From Columnist to Politician in a Week
Bob’s in: The Portland Daily Sun seemed a little startled and uncomfortable with the sudden decision on August 19 of columnist Bob Higgins to run for mayor. In an August 20 story by staff writer David Carkhuff, the free daily paper devoted two paragraphs to making it clear it had nothing to do with Higgins’ candidacy:
“Higgins is an occasional freelancer and columnist at the paper who is paid per submission. He is not a staff writer, the Daily Sun noted in a press statement Friday, explaining that Higgins' column is on hiatus while he ponders a mayoral run. ‘No decisions have been made about Higgins’ column should he fail to qualify for the ballot or lose the race,’ the Daily Sun reported.
“The Portland Daily Sun is not involved with his candidacy in any way, editorial staff of the free daily newspaper stated.”
Nevertheless, the Daily Sun ran Higgins’ final column the next day, repeating the disclaimer that henceforth it would be “on hiatus.”
That was a dumb move, but not as dumb as the way Higgins handled his transition from journalism to politics. I find it difficult to believe that he decided to run for mayor overnight. In fact, it appears he had at least one potential issue in the race in mind when he wrote his column the previous week. If Higgins exploited his position as a columnist for his political gain, that’s inexcusable. And it may explain the Sun’s apparent lack of enthusiasm for taking him back after the race is over (assuming, as seems likely, that he loses).

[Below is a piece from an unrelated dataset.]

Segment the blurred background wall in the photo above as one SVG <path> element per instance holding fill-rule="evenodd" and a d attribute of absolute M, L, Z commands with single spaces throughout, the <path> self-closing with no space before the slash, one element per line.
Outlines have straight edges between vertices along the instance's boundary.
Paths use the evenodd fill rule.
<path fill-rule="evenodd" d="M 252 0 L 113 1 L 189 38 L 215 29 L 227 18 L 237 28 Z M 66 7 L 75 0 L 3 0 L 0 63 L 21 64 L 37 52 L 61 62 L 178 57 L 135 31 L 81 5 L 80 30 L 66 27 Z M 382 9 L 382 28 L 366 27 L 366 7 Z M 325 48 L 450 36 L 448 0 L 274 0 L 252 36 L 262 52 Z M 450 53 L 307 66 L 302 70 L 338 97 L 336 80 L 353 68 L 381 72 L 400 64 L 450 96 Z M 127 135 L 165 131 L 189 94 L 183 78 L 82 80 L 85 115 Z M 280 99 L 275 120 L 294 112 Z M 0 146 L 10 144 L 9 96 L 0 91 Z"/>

Higgins has written some entertaining pieces in his time at the paper, but his manner of leaving calls into serious question his qualifications to return.
Usual problem: Here’s the first sentence of an August 22 story in the Bangor Daily News by staff writer Nok-Noi Ricker:
“The birth certificate for Coral Anne Mae McAllister-Wallace, who was born Friday afternoon, lists a unique birthplace.”
That location, according to the article, was in the family station wagon.
Births in cars are unusual (which means out of the ordinary), but they aren’t “unique” (which means one of a kind). The difference between those words is significant and worth respecting, because once in a great while one of us might actually have to write about something that really was unique, and we wouldn’t want to have devalued that adjective so much that it turned that story into just another run-of-the-mill piece.
Who watches the watchmen? Headline in the August 22 Portland Press Herald:
“Police chief seeks strict copper law.”
It’s only right they control themselves first.